Myth: HB 253 provides broad based tax relief for Missourians, the first cut in nearly 100 years.
Fact: Missouri has implemented a number of significant tax reforms over the last 35 years, starting with the Hancock Amendment to Missouri’s Constitution in 1980, which limits growth in state revenue and provides refunds to taxpayers when state revenue grows faster than the limit allows. During the height of economic growth in the late 1990s, Missouri refunded more than $995 million to taxpayers due to the Hancock Amendment.

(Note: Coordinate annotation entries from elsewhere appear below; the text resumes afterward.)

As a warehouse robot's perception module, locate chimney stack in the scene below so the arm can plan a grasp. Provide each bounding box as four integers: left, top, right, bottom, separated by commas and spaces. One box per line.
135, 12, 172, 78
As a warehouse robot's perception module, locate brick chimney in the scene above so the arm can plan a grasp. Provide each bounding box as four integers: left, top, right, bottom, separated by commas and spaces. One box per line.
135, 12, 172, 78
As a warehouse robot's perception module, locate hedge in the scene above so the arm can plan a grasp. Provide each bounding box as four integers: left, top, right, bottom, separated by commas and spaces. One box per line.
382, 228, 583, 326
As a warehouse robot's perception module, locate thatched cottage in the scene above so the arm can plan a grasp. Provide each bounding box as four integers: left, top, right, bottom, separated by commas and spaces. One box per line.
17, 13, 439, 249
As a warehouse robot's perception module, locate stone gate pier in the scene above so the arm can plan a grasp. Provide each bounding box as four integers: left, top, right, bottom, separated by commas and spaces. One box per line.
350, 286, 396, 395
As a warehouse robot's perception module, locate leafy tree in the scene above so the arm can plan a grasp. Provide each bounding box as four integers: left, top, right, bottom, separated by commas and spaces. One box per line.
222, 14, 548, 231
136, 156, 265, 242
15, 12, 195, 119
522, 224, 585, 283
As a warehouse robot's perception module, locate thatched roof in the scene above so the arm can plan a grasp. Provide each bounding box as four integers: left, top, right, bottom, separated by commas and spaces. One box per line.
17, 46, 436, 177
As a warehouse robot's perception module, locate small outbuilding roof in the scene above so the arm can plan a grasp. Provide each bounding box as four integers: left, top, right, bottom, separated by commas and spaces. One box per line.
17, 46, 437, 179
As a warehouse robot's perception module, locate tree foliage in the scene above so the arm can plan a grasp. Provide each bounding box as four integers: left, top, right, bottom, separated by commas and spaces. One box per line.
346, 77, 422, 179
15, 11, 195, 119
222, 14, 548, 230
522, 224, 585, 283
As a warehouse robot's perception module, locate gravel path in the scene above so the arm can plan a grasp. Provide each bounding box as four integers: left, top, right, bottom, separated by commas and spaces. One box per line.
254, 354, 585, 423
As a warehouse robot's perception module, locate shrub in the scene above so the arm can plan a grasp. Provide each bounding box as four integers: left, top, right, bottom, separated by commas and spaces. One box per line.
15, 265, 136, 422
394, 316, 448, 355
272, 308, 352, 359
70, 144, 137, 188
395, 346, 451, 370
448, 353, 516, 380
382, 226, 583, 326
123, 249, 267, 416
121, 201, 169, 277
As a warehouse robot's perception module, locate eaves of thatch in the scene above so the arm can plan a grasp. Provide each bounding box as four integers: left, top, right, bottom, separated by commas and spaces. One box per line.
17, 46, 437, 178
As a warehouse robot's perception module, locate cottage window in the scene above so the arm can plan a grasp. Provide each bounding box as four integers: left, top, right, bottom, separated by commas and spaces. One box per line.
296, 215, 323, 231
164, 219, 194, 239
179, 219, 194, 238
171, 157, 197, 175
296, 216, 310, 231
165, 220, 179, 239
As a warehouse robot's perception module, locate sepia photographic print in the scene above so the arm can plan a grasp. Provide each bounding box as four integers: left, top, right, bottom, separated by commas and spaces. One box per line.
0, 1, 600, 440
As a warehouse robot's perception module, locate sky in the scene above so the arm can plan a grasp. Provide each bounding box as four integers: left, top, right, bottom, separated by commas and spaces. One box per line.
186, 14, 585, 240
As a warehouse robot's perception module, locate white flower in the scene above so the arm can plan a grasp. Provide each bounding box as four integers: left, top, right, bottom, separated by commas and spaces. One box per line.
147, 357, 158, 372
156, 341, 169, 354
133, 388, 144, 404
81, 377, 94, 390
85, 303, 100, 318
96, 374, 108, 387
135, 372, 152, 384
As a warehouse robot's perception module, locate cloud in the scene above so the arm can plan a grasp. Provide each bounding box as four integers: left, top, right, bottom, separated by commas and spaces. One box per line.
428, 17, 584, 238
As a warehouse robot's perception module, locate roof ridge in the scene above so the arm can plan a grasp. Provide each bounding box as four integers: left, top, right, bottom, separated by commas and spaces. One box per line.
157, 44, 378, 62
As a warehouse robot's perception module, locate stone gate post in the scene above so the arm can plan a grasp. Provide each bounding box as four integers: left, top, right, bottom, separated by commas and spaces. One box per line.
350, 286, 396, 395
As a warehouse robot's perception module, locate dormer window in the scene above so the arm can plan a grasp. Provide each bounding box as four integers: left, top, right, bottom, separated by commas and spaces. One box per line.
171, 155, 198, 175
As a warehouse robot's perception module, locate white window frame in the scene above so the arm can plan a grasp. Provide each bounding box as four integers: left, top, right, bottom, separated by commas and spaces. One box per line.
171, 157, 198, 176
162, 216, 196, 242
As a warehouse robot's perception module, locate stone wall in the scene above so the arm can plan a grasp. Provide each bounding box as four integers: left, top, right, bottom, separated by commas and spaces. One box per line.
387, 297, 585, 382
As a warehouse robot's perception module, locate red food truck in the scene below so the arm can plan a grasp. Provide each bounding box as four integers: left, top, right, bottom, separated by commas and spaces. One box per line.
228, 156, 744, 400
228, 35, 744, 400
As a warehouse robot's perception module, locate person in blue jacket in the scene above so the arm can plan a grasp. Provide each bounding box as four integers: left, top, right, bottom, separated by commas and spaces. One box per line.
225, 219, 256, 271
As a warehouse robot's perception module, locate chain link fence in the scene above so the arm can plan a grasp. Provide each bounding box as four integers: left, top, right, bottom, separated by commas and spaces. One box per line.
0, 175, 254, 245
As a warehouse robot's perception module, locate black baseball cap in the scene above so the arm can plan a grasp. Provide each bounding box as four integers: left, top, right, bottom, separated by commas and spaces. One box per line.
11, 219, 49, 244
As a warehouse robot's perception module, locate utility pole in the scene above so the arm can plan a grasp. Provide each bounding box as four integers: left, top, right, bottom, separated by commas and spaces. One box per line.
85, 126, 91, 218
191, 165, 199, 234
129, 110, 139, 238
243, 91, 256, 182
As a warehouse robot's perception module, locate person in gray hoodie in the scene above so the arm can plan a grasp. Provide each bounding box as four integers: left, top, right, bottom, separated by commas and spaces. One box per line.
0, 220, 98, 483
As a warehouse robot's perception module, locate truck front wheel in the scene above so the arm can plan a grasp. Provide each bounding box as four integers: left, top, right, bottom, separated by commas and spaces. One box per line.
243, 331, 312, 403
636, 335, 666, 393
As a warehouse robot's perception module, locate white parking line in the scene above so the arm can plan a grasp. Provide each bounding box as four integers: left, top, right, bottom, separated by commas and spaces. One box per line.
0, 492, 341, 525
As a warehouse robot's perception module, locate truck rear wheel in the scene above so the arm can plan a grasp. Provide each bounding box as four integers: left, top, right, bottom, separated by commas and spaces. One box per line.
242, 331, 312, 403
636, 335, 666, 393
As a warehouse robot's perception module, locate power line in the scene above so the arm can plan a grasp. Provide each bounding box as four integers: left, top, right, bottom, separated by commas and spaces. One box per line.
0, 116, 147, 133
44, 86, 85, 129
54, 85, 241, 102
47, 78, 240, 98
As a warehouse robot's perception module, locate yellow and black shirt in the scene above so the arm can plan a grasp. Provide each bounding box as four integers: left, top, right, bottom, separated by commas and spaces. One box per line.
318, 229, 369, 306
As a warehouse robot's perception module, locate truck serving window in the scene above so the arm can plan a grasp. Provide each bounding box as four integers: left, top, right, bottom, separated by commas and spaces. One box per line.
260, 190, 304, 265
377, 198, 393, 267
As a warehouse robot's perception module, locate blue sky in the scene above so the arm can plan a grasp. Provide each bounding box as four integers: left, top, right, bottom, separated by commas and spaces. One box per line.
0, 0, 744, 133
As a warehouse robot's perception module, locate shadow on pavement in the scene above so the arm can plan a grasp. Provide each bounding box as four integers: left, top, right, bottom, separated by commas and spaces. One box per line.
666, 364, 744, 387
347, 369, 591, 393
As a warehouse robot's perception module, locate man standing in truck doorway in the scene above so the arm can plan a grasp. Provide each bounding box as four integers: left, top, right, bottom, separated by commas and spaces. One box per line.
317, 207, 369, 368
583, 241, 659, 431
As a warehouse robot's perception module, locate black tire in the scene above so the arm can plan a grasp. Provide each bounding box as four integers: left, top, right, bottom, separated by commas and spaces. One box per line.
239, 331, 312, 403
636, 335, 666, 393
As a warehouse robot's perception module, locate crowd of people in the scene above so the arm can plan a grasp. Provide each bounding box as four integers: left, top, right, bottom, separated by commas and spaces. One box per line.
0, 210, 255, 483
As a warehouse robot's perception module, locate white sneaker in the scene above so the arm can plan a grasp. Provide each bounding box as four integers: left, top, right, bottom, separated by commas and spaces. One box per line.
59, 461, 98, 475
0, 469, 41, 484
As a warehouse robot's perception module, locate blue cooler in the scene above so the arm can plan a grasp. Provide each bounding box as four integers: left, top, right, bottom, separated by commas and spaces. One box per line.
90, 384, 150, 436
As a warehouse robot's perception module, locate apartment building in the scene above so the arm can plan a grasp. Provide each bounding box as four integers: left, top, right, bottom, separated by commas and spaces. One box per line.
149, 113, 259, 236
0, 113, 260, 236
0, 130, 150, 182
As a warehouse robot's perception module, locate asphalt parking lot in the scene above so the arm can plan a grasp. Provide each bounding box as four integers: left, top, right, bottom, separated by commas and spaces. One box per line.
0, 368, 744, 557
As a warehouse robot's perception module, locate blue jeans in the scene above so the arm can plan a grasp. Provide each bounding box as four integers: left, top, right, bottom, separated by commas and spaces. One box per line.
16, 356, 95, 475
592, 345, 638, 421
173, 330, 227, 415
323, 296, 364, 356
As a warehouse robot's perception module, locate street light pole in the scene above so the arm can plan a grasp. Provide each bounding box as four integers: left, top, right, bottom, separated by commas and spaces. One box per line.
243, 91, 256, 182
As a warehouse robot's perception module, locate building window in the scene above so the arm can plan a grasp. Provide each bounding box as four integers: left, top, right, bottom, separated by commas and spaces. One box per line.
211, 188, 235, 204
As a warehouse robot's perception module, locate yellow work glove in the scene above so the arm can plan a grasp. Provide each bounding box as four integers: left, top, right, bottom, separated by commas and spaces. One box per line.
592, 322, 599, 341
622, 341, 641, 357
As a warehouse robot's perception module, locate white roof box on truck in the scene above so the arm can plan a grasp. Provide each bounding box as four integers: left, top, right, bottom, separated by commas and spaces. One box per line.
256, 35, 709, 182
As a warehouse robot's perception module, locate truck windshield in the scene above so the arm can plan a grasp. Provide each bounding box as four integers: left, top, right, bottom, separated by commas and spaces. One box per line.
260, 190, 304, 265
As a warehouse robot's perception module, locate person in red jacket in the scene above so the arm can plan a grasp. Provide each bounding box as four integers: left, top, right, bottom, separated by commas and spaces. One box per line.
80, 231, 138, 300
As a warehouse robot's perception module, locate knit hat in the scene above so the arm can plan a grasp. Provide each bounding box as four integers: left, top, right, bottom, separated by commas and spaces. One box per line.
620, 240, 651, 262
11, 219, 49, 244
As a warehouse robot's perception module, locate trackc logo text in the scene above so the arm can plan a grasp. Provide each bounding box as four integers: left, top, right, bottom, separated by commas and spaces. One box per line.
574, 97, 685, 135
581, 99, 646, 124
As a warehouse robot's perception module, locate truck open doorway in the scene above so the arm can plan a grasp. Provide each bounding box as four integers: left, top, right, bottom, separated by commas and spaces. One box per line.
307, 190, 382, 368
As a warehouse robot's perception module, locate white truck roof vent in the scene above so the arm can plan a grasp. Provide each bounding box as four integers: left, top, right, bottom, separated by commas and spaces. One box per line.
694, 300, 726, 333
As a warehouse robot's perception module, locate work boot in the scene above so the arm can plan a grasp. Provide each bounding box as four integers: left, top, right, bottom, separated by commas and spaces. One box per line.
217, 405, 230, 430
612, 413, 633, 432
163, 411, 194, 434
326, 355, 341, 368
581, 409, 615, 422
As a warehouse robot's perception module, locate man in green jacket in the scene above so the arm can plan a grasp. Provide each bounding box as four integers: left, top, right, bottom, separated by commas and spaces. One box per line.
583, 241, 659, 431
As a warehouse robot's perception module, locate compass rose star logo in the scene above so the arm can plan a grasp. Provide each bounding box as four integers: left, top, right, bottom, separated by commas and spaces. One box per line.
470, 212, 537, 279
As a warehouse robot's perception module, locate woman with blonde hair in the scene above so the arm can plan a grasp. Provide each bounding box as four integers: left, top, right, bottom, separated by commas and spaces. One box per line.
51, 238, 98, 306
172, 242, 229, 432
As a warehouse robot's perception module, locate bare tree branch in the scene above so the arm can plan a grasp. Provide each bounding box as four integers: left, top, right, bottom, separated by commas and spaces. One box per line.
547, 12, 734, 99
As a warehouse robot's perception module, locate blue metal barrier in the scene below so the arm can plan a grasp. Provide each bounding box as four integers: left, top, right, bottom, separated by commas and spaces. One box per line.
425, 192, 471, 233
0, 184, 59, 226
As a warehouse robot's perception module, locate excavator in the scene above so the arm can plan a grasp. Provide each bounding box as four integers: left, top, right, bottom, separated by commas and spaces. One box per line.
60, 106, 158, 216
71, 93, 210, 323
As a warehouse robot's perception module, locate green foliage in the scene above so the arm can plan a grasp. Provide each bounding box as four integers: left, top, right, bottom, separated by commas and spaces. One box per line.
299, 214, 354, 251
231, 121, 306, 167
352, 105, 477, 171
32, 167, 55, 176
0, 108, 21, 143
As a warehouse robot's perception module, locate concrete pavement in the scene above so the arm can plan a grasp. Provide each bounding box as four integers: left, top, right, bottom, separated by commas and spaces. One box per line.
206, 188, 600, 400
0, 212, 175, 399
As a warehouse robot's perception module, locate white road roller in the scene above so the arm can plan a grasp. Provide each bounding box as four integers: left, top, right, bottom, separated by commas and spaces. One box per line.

In addition, Missouri approved a number of tax reductions over the last twenty years that combined to reduce state revenue by about $1 billion annually. These reductions included the following: Elimination of the state general revenue sales tax on groceries in 1997; Increases of the personal exemption and dependent deduction for state income tax in 1998; In conjunction with federal law, Missouri repealed state taxes on estates/inheritance in 2001; Elimination of the state income tax on Social Security and Public Pensions for those who rely solely on that income in their retirement in 2007; and Eliminated the corporate franchise tax in 2011.
Myth: States without an income tax are a mecca from economic growth.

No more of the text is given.